Making collection wrappers mutable?

nnnnnnnn · December 22, 2023, 11:39pm

Inspired by this issue, I'm curious what people think of making the collection wrappers in Swift Algorithms conform to MutableCollection when possible:

Is there a specific reason why Chain2Sequence does not conform to MutableCollection when Base1 and Base2 do?

I'm trying to build an API that uses two some MutableCollection<T> as parameters and one as return value. I need it to be mutable, because I need to change a specific element in the collection. Internally, the parameters will be chained using chain(_:_:) - or at least that's the goal.

Standard library collection wrappers, which the Algorithms package tries to follow, typically don't have mutating conformances. For example, ReversedCollection doesn't conform to MutableCollection, even though it does conditionally conform to RandomAccessCollection when its underlying collection does.

From a performance standpoint, allowing mutations through Chain2Sequence could be a win, since only one of the underlying collections would get copied, and after that things would be unique. In theory, we could even support RangeReplaceableCollection conformance.

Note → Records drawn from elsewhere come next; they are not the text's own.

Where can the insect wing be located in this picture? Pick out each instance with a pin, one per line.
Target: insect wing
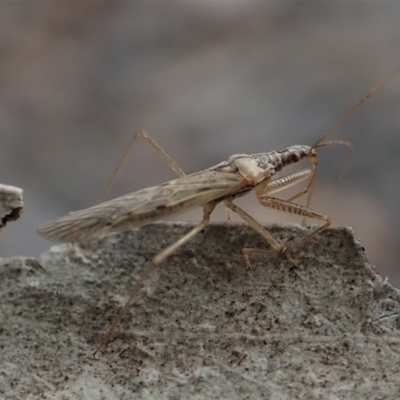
(142, 207)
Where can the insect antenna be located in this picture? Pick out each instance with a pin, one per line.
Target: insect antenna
(321, 141)
(353, 108)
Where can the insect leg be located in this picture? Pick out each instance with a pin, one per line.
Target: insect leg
(159, 258)
(142, 134)
(292, 208)
(276, 247)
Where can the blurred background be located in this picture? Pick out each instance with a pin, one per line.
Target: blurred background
(206, 79)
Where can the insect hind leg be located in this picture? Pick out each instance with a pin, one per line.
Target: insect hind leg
(150, 267)
(146, 137)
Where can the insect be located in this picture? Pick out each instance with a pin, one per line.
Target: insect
(224, 182)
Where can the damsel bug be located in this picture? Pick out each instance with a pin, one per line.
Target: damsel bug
(224, 182)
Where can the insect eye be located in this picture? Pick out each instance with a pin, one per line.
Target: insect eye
(295, 157)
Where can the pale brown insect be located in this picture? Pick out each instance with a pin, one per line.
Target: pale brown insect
(224, 182)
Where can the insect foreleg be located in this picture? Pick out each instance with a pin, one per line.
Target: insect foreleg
(287, 181)
(257, 227)
(298, 209)
(140, 134)
(159, 258)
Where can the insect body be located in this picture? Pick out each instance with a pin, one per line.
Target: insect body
(224, 182)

To my eye, the biggest drawback is that people might expect changes in some of the collection wrappers to be visible in the original collection (ReversedCollection in particular). Are there other pros or cons that I'm not seeing?

bbrk24 · December 23, 2023, 12:12am

What happens if you insert something in between the original collections?

nnnnnnnn · December 23, 2023, 4:16am

I think we’d just append to the first collection, as that’s the more efficient operation in the common case. That said, since the internals of the chain type and its index are internal, whatever implementation decisions we make here wouldn’t really be externally visible.

ffried · December 23, 2023, 1:16pm

Thanks @nnnnnnnn for writing down your thoughts here!

As the author of the GitHub issue, I'm (obviously) in favor of adding the conformance.

To my eye, the biggest drawback is that people might expect changes in some of the collection wrappers to be visible in the original collection (ReversedCollection in particular).

Interesting point. However, I find it hard to come up with code that I could see people expecting the original to be modified. The only place where this is currently possible is with subsequences - but only when going through the subscript-getter for ranges.
When modifying a subsequence stored in a separate var, the original also stays unmodified:

var arr = [1, 2, 3, 4]
var subArr = arr[2...3]
subArr[subArr.startIndex] *= 2
assert(arr == [1, 2, 3, 4])

I think we’d just append to the first collection, as that’s the more efficient operation in the common case. That said, since the internals of the chain type and its index are internal, whatever implementation decisions we make here wouldn’t really be externally visible.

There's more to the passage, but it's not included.